Em Cuba antes da revolução, essa forma floresceu graças ao patrocínio de empresas como a Colgate-Palmolive, disse June Carolyn Erlick , o editor de ReVista: The Harvard Review of Latin America, e o autor de Telenovelas in Pan-Latino Context, (2018). Escritores como a Sra. Fiallo aperfeiçoaram seus temas centrais: amor, sexo, morte, o usual.

A Sra. Fiallo conheceu seu futuro marido, Bernardo Pascual, diretor de uma emissora de rádio e ator de televisão, quando os dois trabalhavam no rádio. Eles se casaram em 1952. (Sua filha Delia disse que foi amor à primeira vista, assim como em uma de suas histórias: Ela disse a si mesma: ‘Esse homem vai ser meu, aquele homem vai ser meu . ’)

Depois que o casal se mudou para Miami em 1966, o Sr. Pascual trabalhou na construção e então abriu uma empresa que construía garagens de estacionamento. A piada da família é que no exílio Bernardo passou das artes para o concreto, A Sra. Fiallo disse ao The Miami Herald em 1987 .

A Sra. Fiallo primeiro tentou vender seus roteiros em Porto Rico, por US $ 15 o episódio, mas as emissoras venezuelanas lhe ofereceram quatro vezes mais; para se preparar, ela mergulhou na cultura da Venezuela, um país que mal conhecia, lendo romances e entrevistando estudantes de intercâmbio venezuelanos em Miami para aprender os idiomas locais.

Ela tirou seus temas das notícias, mas também de clássicos do romance como O Morro dos Ventos Uivantes. Freqüentemente, ela lidava com questões sociais - estupro, divórcio, vício - o que muitas vezes significava bater de frente com os censores. Um drama do final dos anos 1960, Rosario, uma exploração solidária do trauma do divórcio, foi suspenso por um tempo pelo governo venezuelano. Em 1984, o governo ameaçou cancelar Leonela se a Sra. Fiallo não matasse um de seus personagens, uma mulher que era viciada em drogas.

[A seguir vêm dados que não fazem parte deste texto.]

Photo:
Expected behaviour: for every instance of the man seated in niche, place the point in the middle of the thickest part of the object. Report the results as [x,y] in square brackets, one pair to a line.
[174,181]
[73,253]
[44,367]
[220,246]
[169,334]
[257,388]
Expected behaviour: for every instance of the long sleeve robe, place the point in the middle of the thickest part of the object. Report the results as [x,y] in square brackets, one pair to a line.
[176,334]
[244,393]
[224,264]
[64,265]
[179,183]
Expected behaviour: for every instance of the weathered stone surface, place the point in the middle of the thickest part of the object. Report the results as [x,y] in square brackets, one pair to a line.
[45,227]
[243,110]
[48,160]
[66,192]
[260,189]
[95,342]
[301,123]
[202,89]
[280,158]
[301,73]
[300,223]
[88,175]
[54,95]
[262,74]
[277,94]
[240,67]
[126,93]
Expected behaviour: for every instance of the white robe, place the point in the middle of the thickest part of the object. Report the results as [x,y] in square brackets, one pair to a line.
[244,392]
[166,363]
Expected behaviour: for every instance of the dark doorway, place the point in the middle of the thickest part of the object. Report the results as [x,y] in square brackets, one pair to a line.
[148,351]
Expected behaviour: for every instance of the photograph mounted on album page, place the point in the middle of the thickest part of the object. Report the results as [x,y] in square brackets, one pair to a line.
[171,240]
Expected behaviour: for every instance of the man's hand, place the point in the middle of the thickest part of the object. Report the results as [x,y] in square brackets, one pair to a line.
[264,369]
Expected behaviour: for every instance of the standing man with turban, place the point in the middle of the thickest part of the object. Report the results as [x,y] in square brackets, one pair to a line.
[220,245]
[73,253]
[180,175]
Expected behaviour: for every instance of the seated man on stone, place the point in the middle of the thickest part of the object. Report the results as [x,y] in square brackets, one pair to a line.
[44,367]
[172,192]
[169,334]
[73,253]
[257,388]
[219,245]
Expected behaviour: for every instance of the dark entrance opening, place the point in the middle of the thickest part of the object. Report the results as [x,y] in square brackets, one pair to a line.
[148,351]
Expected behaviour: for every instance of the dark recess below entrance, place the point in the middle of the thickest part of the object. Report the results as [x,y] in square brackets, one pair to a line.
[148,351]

Alguns amigos dizem que eu poderia ter escolhido um gênero mais literário, disse Fiallo ao The Miami Herald. Mas é com isso que me sinto mais confortável. Você pode tocar mais pessoas dessa maneira do que com qualquer livro. Novelas são cheias de emoções, e as emoções são o denominador comum da humanidade.

No final dos anos 1980, cerca de 100 milhões de telespectadores nas Américas e na Europa sintonizavam para assistir a episódios dos programas de Fiallo. Seus fãs eram dedicados a seus personagens e suas odisséias, e muitas vezes ligavam para ela em casa - seu número de telefone estava listado - para discutir as linhas da trama. Uma fã, alegando que não teria muito tempo de vida, implorou a Sra. Fiallo para revelar o final de uma história.

Os fãs são apaixonados pelos personagens, disse ela em 1987. Eu ficaria envergonhada se meu número não constasse da lista. Não acho que seria justo.

Além de sua filha, Sra. Betancourt, a Sra. Fiallo deixou três outras filhas, Jacqueline Gonzalez, Maria Monzon e Diana Cuevas; um filho, Bernardo Pascual; 13 netos; e três bisnetos. O Sr. Pascual morreu em 2019.

Eu me considero bem-sucedido se puder oferecer aos espectadores um mundo de fantasia, mesmo que apenas por uma hora, A Sra. Fiallo disse ao The Miami Herald em 1993 . Todo mundo é jovem no coração. As ilusões não desaparecem com o tempo, e é lindo reacender um caso de amor, mesmo que não seja o seu.